Train at Miriam, NVBy Debbie Hersman

On June 24, 2011, an Amtrak passenger train bound for California from Chicago was broadsided by a tractor-trailer truck on a rural highway near Miriam, Nevada, killing the truck driver and five people on the train. This accident presents an opportunity to remind everyone just how important it is to be vigilant about grade-crossing safety.

With more than 219,000 grade crossings in the U.S., accidents occur every day. In fact, according to Operation Lifesaver, a nonprofit organization that advocates for rail safety education, there is a grade crossing accident that either involves a vehicle or a pedestrian about eight times a day, every day. In 2011, there were 265 highway grade crossing deaths in the U.S., yet every one of these deaths was avoidable.

The good news is that over the past 30 years, the frequency of grade crossing accidents has been on the decline.

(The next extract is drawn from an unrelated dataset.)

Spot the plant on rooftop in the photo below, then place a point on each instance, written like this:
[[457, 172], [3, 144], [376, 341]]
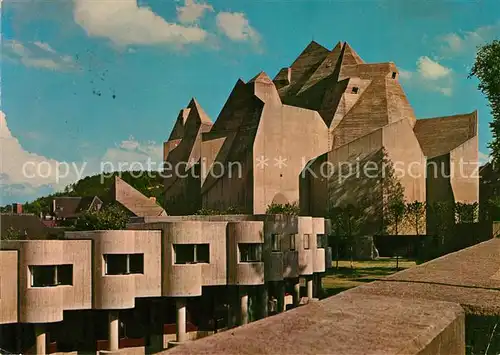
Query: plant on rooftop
[[466, 212], [415, 212], [291, 209]]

This was accomplished through improved safety warning systems — such as safety gates, warning lights, and loud horns — and a lot of education. This fall, we will complete our investigation into the Miriam accident, and I hope that we will identify opportunities to make our highway-rail grade crossings even safer.

So remember to heed both active and passive warning systems and for drivers tempted to beat a train across the tracks, Operation Lifesaver offers a warning: “Never race a train to the crossing—even if you tie, you lose.”